Finding Duplicate Functions

Overview

LLM-generated codebases accumulate semantic duplicates - functions that accomplish identical goals through different implementations. Traditional duplication detection tools miss these because the code looks different even when the intent is the same.

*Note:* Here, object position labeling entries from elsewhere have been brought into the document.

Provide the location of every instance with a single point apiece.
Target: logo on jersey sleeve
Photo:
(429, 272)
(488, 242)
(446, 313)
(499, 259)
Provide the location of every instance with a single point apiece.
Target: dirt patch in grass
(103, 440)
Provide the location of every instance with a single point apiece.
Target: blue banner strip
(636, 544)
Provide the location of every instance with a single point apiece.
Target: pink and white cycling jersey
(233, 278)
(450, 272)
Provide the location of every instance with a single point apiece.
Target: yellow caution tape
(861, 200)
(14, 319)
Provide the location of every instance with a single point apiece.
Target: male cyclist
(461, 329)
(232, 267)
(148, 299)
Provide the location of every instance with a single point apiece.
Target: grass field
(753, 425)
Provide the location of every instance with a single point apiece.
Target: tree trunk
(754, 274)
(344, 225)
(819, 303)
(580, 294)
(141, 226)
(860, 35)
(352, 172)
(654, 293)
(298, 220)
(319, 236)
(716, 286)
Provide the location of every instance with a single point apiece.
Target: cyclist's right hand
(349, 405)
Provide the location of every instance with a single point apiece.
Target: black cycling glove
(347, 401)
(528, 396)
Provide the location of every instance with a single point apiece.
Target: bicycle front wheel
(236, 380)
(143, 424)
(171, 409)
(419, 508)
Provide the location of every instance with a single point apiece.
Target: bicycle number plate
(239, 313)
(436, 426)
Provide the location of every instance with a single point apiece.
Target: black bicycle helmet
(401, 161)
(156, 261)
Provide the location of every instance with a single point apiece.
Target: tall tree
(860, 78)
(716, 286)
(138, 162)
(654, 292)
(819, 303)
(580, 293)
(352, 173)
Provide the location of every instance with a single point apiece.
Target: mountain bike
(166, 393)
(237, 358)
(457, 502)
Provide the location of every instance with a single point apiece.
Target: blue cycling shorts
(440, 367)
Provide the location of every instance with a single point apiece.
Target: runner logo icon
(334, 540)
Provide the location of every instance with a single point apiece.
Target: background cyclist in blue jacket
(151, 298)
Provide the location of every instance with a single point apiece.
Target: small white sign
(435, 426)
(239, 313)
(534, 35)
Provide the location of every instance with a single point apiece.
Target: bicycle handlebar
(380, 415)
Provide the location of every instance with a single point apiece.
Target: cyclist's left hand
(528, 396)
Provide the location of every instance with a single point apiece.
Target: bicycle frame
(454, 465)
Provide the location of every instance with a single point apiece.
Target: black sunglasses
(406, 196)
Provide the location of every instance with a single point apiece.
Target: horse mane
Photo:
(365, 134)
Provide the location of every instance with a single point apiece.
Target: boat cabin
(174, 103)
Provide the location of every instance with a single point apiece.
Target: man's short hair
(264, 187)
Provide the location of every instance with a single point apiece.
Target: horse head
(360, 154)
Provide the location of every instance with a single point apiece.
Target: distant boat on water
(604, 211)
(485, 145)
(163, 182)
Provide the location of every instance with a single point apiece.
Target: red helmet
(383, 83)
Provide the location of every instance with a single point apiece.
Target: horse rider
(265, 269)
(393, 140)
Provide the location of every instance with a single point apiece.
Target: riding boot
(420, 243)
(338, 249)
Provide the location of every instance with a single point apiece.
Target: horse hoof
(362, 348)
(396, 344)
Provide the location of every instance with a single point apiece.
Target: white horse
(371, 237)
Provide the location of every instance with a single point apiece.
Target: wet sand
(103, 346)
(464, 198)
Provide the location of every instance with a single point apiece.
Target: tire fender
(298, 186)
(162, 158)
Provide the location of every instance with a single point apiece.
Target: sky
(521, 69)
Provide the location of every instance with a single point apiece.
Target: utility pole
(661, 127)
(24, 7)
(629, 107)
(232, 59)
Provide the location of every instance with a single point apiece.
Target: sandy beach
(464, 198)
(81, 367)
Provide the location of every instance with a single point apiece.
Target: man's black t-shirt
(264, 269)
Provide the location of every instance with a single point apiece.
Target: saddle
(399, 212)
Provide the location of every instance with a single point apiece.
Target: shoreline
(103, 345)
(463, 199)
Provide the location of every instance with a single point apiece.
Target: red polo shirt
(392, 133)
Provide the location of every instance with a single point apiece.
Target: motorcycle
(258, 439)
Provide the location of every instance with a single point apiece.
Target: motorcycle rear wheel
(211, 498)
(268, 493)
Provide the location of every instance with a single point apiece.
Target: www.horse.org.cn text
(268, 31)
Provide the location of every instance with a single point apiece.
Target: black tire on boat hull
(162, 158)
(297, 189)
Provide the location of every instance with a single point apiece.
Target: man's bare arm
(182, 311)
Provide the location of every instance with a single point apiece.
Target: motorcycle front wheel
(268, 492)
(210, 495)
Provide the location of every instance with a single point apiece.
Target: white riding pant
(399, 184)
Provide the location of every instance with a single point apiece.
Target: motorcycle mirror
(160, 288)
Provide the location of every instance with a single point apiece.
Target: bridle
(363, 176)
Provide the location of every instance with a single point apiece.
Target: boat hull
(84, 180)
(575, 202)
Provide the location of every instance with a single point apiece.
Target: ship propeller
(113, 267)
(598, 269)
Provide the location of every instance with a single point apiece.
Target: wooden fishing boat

Core principle: Combine classical extraction (shell scripts) with LLM-powered clustering to recognize intent-based similarities that pattern matching misses.

When to Use

Use this skill when:

•Auditing codebase for consolidation opportunities
•Reviewing LLM-generated code before merge
•Preparing for major refactoring
•Codebase has grown organically without strict architecture
•Multiple developers (or LLM sessions) added similar functionality

High-risk areas for duplication:

•Utility functions (string manipulation, date formatting)
•Validation logic (email, phone, input checks)
•Error formatting and handling
•Path manipulation
•API response transformations
•Configuration parsing

The Process

Phase 1: Extract Function Signatures

Extract all exported/public functions with their signatures.

bash

# JavaScript/TypeScript
grep -rn "export function\|export const.*=.*=>" src/ \
  | grep -v node_modules \
  | grep -v ".test." \
  | grep -v ".spec." \
  > functions.txt

# Python
grep -rn "^def \|^async def " src/ \
  | grep -v __pycache__ \
  | grep -v test_ \
  > functions.txt

Filter out:

•Internal/private helpers (underscore prefix)
•Test files
•Generated code
•Node modules / vendor directories

Phase 2: Categorize by Domain (Use Haiku)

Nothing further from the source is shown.